In another example of the growing acceptance of cannabis, the World Anti-Doping Agency (WADA) has determined that cannabidiol (CBD) no longer needs to be a banned substance. This is good news for athletes around the world, given the long list of benefits CBD can provide to runners, swimmers, bikers and everyone in between.

Unlike tetrahydrocannabinol (THC), the cannabis compound that results in the “high” sensation, CBD is straightforward, providing relief to a range of ailments that are particular common among athletes. If a muscle tightens up during a long run, CBD can help relief the stress on the muscle. If a back spasm is causing difficulty with the butterfly stroke, CBD is there.

In addition, after an event or a workout, CBD can help relieve any pain or inflammation. It can also improve cognitive function, which can be helpful when making calculations during a grueling triathlon.

NSAIDs (nonsteroidal anti-inflammatory drugs) have long been identified as sources of relief for inflammation and chronic pain. However, they work by suppressing the brain’s ability to interpret the pain – not by actually eliminating it. As the founder of CBD-based product manufacturer Shea Brand, Austin Katz, explains, “NSAIDs and paracetamol are great for addressing inflammation and chronic pain, but are essentially suppressants that make the brain feel less pain by producing certain enzymes. Cannabinoids, on the other hand, essentially cut out the middle man by binding directly to receptors that are either located on the affected area or are responsible for controlling certain functions like pain, immunity response, and inflammation.”

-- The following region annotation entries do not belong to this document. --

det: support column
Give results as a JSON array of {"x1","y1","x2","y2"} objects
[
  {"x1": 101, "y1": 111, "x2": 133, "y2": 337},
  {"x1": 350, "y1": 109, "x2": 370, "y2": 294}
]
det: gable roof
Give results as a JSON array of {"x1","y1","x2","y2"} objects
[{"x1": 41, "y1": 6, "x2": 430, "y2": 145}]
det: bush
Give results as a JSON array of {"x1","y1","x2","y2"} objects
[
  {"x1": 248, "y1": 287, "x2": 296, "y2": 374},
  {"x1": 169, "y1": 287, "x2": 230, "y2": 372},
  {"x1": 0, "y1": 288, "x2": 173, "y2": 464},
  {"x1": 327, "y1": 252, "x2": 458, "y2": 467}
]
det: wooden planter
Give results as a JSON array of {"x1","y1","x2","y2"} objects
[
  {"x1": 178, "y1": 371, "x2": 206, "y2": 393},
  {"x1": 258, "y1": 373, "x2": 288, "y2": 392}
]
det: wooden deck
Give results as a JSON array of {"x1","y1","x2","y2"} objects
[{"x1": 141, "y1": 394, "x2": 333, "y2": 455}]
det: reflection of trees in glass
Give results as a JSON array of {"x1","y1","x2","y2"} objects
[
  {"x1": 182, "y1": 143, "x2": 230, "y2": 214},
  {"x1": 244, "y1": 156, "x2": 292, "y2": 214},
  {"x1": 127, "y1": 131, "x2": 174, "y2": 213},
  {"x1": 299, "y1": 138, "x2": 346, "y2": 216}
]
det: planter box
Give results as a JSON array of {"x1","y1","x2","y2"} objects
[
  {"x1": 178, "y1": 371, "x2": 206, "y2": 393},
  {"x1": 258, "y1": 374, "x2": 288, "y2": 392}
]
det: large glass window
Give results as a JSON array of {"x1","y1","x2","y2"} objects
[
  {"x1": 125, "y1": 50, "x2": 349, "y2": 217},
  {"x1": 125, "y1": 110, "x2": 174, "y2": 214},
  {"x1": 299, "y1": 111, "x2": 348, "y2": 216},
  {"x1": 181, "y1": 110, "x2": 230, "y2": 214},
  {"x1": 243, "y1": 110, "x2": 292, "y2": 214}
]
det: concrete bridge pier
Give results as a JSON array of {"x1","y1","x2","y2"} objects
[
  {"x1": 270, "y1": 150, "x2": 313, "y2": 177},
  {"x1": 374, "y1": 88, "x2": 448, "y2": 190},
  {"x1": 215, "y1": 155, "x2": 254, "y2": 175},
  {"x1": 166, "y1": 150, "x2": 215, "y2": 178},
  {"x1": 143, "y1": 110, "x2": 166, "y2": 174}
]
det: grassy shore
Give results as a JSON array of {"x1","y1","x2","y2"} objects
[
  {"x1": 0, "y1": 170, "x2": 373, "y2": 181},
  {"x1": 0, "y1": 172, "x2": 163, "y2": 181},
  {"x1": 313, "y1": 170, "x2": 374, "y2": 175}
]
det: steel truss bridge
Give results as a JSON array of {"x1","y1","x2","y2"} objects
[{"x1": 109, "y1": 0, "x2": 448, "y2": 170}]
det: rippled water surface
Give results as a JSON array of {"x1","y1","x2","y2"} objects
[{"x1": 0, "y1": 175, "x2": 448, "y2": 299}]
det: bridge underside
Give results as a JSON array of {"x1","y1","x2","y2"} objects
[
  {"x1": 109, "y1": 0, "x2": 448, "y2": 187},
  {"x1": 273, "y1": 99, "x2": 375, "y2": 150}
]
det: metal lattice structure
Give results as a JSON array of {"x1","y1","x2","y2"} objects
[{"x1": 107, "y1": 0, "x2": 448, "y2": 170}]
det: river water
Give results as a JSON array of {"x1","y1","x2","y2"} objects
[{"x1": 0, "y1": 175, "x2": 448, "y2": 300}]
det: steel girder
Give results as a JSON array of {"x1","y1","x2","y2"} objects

Hank Berger, Olympic weightlifter and co-founder of the Altrufuel CBD company, explains how to determine which products might be the best solution. He asserts, “One of the biggest mistakes is taking a product where you don’t know where it’s from — not everyone is following the standards that are set out. There’s a really specific compliance you have to follow. The actual CBD or hemp has to be tested by a third party lab, so as soon as it comes off the flower it has to go to a lab and then if it has greater than 0.03 percent THC, then it’s really not acceptable for commercial use.”